A tal proposito si può leggere con profitto l’inchiesta Casa di Trump, casa di Putin del giornalista Craig Unger, che nonostante parli esplicitamente di ebraismo internazionale e di controllo giudaico della Casa Bianca (tirando ovviamente in ballo il genero di Trump Jared Kushner), riesce comunque a evitare qualsiasi accusa di antisemitismo offrendo utili spunti polemici contro l’allora Presidente repubblicano.

Trump e la mafia russa (che non è russa)

E visto che abbiamo citato un altro “convitato di pietra”, il marito di Ivanka e nipote di sopravvissuti dell’olocausto Jared Kushner, per quanto si possa fantasticare di una sua influenza decisiva sulla politica estera trumpiana, è un dato di fatto che il suo apporto sia stato totalmente condizionato dall’impostazione del suocero, che ha sconfessato nei limiti del possibile la sanguinaria eredità del neoconservatorismo.

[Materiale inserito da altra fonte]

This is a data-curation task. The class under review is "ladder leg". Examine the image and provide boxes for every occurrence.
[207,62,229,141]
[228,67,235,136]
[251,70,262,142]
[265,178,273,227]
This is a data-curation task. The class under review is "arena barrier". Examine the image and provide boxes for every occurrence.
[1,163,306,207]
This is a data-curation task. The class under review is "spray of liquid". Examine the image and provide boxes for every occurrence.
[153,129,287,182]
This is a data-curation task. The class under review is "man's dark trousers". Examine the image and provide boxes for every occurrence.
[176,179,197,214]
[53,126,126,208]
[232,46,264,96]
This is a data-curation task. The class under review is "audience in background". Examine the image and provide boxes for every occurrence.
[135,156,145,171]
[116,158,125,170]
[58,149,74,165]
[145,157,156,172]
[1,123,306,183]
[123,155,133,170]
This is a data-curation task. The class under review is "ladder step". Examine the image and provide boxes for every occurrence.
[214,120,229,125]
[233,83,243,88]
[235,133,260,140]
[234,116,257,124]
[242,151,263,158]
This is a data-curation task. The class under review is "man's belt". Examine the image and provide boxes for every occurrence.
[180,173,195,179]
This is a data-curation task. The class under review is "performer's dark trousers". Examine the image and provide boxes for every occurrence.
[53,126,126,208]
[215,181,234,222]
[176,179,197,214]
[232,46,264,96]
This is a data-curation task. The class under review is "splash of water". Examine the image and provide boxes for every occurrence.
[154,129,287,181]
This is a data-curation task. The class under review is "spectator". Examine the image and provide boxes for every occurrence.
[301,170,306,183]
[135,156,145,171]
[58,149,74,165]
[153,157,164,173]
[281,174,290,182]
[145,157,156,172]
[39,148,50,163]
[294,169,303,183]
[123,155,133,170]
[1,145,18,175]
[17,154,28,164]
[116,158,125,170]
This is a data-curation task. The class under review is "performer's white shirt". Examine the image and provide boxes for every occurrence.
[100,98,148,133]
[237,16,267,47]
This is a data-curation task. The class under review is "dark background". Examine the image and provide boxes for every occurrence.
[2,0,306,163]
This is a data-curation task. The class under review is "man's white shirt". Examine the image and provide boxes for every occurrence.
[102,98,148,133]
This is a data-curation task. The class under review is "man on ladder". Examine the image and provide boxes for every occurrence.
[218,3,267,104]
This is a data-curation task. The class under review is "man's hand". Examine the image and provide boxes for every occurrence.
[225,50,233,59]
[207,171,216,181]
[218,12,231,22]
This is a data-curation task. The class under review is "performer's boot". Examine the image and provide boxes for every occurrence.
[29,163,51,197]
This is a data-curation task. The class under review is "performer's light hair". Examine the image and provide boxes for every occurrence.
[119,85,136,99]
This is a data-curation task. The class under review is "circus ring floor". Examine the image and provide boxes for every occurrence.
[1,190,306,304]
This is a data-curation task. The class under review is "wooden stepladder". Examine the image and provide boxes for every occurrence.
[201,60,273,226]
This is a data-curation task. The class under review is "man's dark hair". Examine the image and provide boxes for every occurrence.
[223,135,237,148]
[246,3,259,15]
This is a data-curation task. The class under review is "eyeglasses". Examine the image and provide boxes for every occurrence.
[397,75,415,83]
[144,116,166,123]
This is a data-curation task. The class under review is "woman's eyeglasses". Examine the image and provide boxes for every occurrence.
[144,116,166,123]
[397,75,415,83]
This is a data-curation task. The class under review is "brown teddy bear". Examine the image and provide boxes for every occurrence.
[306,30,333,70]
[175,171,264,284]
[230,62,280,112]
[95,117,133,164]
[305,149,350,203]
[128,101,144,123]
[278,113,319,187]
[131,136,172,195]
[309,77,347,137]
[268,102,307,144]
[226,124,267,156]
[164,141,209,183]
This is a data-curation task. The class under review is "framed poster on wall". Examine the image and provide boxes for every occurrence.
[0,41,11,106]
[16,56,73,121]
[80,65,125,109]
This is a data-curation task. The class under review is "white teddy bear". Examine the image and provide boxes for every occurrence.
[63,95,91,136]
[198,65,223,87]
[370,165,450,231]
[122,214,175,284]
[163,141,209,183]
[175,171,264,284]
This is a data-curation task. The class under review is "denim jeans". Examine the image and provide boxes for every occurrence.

Ho citato i neocon alla fine perché anch’essi sono un fenomeno prettamente newyorchese, e –ça va sans direebraico: il nucleo di tale ideologia emerge infatti dal disincanto di una cricca di intellettuali progressisti che ha subito direttamente le conseguenze della loro “rivoluzione”, cioè a livello personale un tracollo della qualità della vita nelle grandi città e a livello politico il tradimento delle minoranze (in primis gli afroamericani) che a loro dire essi stessi avevano aiutato a “elevarsi” nella società statunitense. Tutto ciò ha portato i Kristol, i Podhoretz, i Perle, gli Horowitz, i Kagan, i Pipes ecc. a interpretare una destra caricaturale, quella che avevano demonizzato e ridicolizzato per anni, e a fare dell’esistenza di Israele la condicio sine qua non della sopravvivenza di tale conservatorismo da operetta.

Almeno in questo Trump non ha fatto il “newyorchese” e il mondo deve riconoscergli di non aver mai ceduto alla russofobia né aver aperto altri fronti in Medio Oriente, cosa che invece un Joe Biden qualsiasi, che i media avevano presentato come la versione saggia di Obama, si è permesso di fare, consentendo indirettamente ai neocon di ritornare alle origini (ideologiche, ma anche etniche) del loro filosemitismo senza più alcun senso di colpa.